When collaborative practice first surfaced in Toronto and the GTA around the turn of the century many lawyers struggled to understand the difference between a less adversarial model in comparison to litigation where couples resolved their conflicts in a court of law. Instead, the collaborative approach allowed couples to explore resolutions they thought were the most beneficial to their own families while having their lawyers present to ensure the outcome worked towards a balanced agreement and that the clients didn’t give away much more than the family law model suggested. These agreements tended to be less challenged as the clients worked in a more self-determined process and the hostility that litigation left parents with after the ink on the Separation Agreement was dry was mitigated by a much less adversarial process. A clear option for more healthier families after all was said and done.

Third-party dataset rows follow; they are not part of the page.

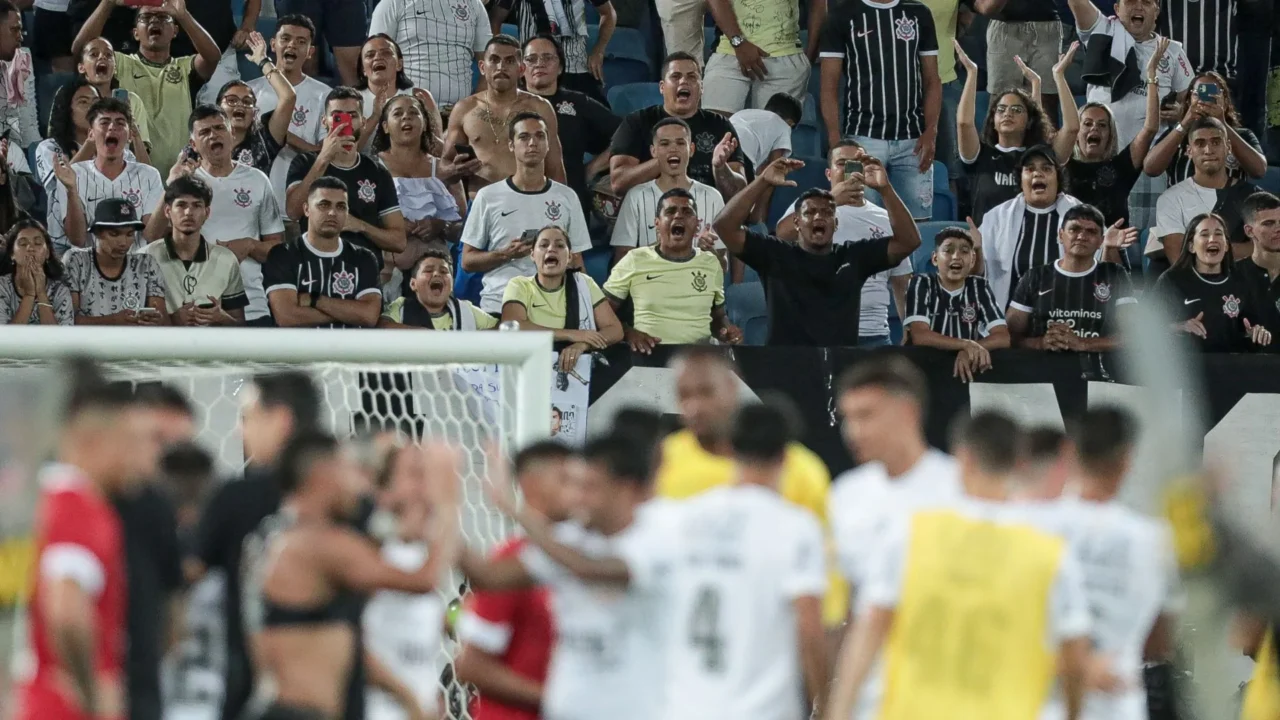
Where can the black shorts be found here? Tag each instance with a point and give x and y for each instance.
(278, 711)
(343, 23)
(51, 35)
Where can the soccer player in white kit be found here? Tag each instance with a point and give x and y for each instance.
(1130, 574)
(740, 574)
(882, 405)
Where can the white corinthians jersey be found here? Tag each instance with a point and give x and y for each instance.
(607, 657)
(403, 632)
(1130, 578)
(732, 561)
(192, 674)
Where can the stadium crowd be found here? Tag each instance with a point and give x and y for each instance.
(617, 172)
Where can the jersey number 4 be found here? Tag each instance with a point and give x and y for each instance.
(704, 629)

As lawyers grappled with understanding the paradigm shift that the collaborate approach offered the cases tended to be unidisciplinary. As experience and confidence grew within their own profession it became clear that, in some cases, other professionals added value to the process and thus, the multidisciplinary team model began to surface. It wasn’t long after that the interdisciplinary and transdisciplinary collaborative team models came to be as each professional began to understand, more fully, what the other divorce professionals had to offer.
I know collaborative lawyers, for example, that will not work on a case unless the clients see a family professional first. Why? It offers some insight as to how to work towards resolution if there is some family dynamic that has to be considered. Often, lawyers do not understand the full financial affect of what it is they are negotiating. Why? They don’t project their client’s financial outcomes or the effects of potential financial resolution options at the time of negotiation. How will this financial decision affect the family in ten years or twenty years time? Often, armed with this knowledge, negotiations can be tailored to address the spouses financial concerns in a much more comprehensive fashion.

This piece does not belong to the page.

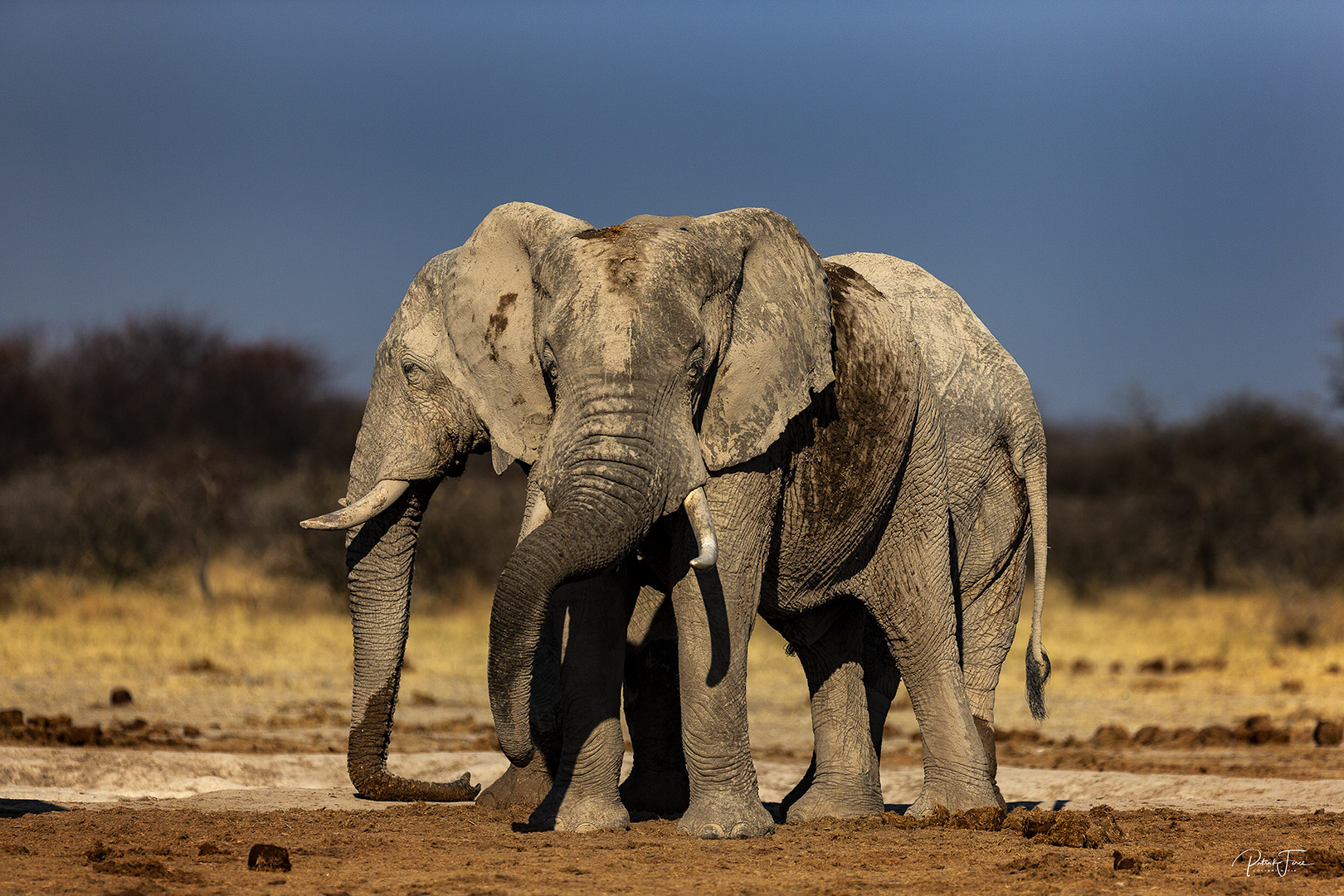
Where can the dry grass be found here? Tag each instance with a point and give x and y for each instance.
(67, 642)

In his article, Direnfeld offers some guidance as to how the collaboration team models should be taken into account. At my Collaborative Practice Group in Peel/Halton it was suggested that the process was client driven and that we, as divorce professionals, couldn’t push clients into one of these four process categories. But Direnfeld explains that there is movement and fluidity between the models. They are meant to give guidance of how the collaborative team approach has evolved (and how it continues to evolve) as we strive to meet our client’s needs on a case by case basis.

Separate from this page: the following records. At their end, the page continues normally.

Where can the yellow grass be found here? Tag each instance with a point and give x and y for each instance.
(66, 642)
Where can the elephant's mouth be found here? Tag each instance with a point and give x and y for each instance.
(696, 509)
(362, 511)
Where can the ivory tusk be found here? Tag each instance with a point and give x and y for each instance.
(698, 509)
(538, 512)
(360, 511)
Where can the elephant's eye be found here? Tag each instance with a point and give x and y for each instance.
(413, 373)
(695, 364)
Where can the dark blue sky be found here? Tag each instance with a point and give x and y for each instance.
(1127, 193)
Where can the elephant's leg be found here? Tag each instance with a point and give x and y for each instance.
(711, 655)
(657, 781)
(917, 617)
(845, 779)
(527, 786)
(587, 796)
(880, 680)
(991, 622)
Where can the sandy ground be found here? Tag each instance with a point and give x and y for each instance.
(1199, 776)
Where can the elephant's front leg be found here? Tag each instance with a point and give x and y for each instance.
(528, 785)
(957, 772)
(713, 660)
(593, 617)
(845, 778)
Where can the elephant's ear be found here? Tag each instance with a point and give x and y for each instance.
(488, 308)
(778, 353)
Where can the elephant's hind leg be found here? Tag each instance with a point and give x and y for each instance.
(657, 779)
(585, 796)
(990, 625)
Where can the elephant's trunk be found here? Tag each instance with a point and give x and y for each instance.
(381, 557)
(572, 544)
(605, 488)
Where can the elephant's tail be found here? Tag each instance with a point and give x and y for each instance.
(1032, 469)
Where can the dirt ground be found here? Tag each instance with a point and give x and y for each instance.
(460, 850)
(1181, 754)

At my Small Practice Group in Toronto we discussed the need for confidentiality in the collaborative team approach. As an example, clients could tell the financial professional something that the legal team isn’t aware of. Should it be shared with the collaborative team? As a financial divorce professional my clients will often tell me personal wishes that don’t have much to do with the property division negotiation. A client may wish to take their children on a European vacation in 3 years at a total cost of $15,000. Is that something that the legal team needs to know to negotiate a settlement? What if that client doesn’t want their spouse to know that is what they are thinking in fear it might be disclosed to the children before the ability to meet this wish is calculated? Still, as a financial professional I am going to put that expense in the final projection so the client has a ‘real life’ financial plan in their hands but does the collaborative team need to know? What really needs to be known to the collaborative team and is it my responsibility as a Financial Divorce Specialist to determine what is important to disclose and what isn’t? What happens if a client asks me not to tell the collaborative team something that is very important to the negotiation?
Some lawyers don’t feel comfortable offering to bring in other professionals into the negotiation because they fear that clients will see a perceived increase in cost. More experienced collaborative lawyers understand the more comprehensive solution that non-legal professionals bring to the table. As Direnfeld states in the article, “Other lawyers believe that cost is mitigated by the value-add of the other team members and the likelihood of an improved process and outcome. Cost / benefit outcome research is not available and hence decisions tend to be argued on the basis of anecdotal information and the value the respective lawyer places on each model by virtue of their training or experience. However, many believe that as the legal community fully comes to appreciate the value and power of ever evolving team models, the “sell” will fall away to a notion of “standard operating procedures” where working in fulsome teams will be taken for granted and hence unchallenged.” Many experienced collaborative professionals adhere to the team approach as standard due to the more comprehensive settlements that the collaborative team model allows thereby providing settlements that are fine-tuned and tailored to the family dynamics both now and in the future.
My question, however, is “What is the risk of working in a unidisciplinary model when the clients need a (family or financial professional) team approach and it’s not offered by the legal professionals?” “Does the influence of the external professionals, who are not involved in the collaborative team model approach, increase the risk of negatively affecting process and potential resolution?”